If one of the subordinates of the assured, be it someone in the shipowner's management staff or one of the people on board, has caused the casualty through an error which must be deemed gross negligence, a decision must be made using the rules in Chapter 3, Section 6 of the Plan as to whether the insurer may invoke the error against the assured. Errors committed by the master or crew in their service as seamen on the insured ship can never be invoked by the insurer, cf. Cl. 3-36, sub-clause 1. Moreover, the result will depend on whether decision-making authority has been delegated in areas which are of material significance for the insurance, cf. Cl. 3-36, second sub-clause. Cases where the error has been committed on board another of the assured's ships than the one covered by the insurance, are dealt with under the "sister ship rule" in Cl. 4-16.
In cases where the owner works as master or a member of the crew on board, it was assumed on page 59 of the Commentary on the 1964 Plan that the courts would take account of the special position of the assured in their application of the discretionary scaling-down provided for in Cl. 56 of the 1964 Plan relating to gross negligence. The assured was thus to be awarded full or nearly full indemnity when there was no reason to suspect that the casualty was intentionally brought about. This assumption has been used in practice: see, for example, ND 1971.350 NH KARI-BJØRN; and the intention has been to maintain this approach in the Plan.

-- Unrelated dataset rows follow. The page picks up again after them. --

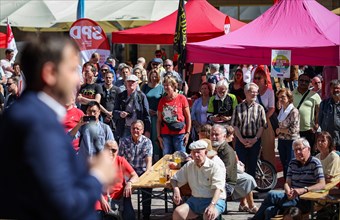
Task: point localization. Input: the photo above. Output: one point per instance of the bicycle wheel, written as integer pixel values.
(265, 176)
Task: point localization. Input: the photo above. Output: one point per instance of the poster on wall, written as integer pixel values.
(90, 38)
(281, 61)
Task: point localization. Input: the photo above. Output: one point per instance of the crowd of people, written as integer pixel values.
(140, 113)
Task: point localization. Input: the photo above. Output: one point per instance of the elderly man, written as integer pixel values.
(307, 102)
(329, 114)
(92, 134)
(249, 120)
(90, 91)
(47, 181)
(137, 150)
(215, 76)
(207, 183)
(124, 71)
(222, 105)
(304, 174)
(120, 192)
(239, 185)
(130, 106)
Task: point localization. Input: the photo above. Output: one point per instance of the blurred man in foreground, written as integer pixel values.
(41, 176)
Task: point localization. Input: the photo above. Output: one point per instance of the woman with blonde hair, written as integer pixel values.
(266, 98)
(154, 91)
(173, 118)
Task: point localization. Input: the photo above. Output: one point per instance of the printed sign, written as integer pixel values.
(281, 61)
(90, 38)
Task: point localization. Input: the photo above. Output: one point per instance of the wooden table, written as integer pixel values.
(151, 180)
(322, 197)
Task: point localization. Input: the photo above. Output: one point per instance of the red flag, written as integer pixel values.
(11, 41)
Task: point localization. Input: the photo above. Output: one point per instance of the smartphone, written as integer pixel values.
(89, 118)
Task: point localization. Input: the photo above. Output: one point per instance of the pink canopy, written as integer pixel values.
(203, 22)
(305, 27)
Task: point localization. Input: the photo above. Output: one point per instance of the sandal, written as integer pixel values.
(253, 210)
(242, 208)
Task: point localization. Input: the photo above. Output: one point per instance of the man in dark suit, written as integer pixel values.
(41, 178)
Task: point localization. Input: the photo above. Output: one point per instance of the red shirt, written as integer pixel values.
(172, 111)
(71, 119)
(121, 168)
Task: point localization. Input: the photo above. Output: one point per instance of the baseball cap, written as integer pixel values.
(157, 60)
(132, 78)
(200, 144)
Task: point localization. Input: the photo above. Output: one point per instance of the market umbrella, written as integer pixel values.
(33, 15)
(305, 27)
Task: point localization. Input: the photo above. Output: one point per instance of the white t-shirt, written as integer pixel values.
(5, 63)
(268, 99)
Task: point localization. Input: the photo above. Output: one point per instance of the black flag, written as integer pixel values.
(180, 39)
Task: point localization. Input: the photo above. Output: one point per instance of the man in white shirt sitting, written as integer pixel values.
(207, 183)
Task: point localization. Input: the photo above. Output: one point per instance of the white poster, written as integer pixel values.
(281, 61)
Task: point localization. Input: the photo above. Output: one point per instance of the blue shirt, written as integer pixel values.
(305, 175)
(136, 153)
(93, 137)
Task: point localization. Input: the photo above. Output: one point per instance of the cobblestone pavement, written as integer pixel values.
(158, 210)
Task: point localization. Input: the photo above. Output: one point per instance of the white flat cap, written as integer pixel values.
(200, 144)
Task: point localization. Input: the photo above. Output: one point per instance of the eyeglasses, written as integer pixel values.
(304, 81)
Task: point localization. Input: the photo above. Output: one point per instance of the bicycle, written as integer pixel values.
(265, 175)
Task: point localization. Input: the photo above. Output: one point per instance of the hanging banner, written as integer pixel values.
(90, 38)
(281, 61)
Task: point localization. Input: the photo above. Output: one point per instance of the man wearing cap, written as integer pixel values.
(207, 183)
(124, 71)
(131, 105)
(156, 63)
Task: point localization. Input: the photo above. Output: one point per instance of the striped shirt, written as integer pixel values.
(305, 175)
(249, 118)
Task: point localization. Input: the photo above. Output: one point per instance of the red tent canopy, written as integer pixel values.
(3, 43)
(203, 22)
(305, 27)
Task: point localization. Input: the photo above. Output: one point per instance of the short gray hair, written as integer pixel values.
(249, 85)
(222, 83)
(223, 129)
(214, 66)
(301, 141)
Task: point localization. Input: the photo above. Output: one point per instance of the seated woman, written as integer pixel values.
(120, 191)
(330, 160)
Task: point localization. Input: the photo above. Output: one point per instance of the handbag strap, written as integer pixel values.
(303, 98)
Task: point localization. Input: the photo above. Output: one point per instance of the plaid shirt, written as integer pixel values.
(136, 153)
(249, 119)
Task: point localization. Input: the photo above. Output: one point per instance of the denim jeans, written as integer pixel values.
(173, 143)
(248, 156)
(286, 153)
(277, 201)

If the assured has brought about the casualty through ordinary negligence, the insurer will always be fully liable, cf. the corresponding rule in the relevant Nordic ICAs. This will not apply, however, when the negligence can be brought under the scope of other rules, e.g., the rules on breach of safety regulations. In cases where the gross negligence has related to a breach of a safety regulation, the courts have had a tendency in connection with insurance for small vessels to apply the rules on gross negligence instead of the rules on breach of safety regulations. The rationale has probably been that the rules on gross negligence offer the possibility for a discretionary reduction of cover, while the sanction for breaching a safety regulation is loss of cover in its entirety. It would be unfortunate if the same sort of tendency were to spread to deep-water hull insurance.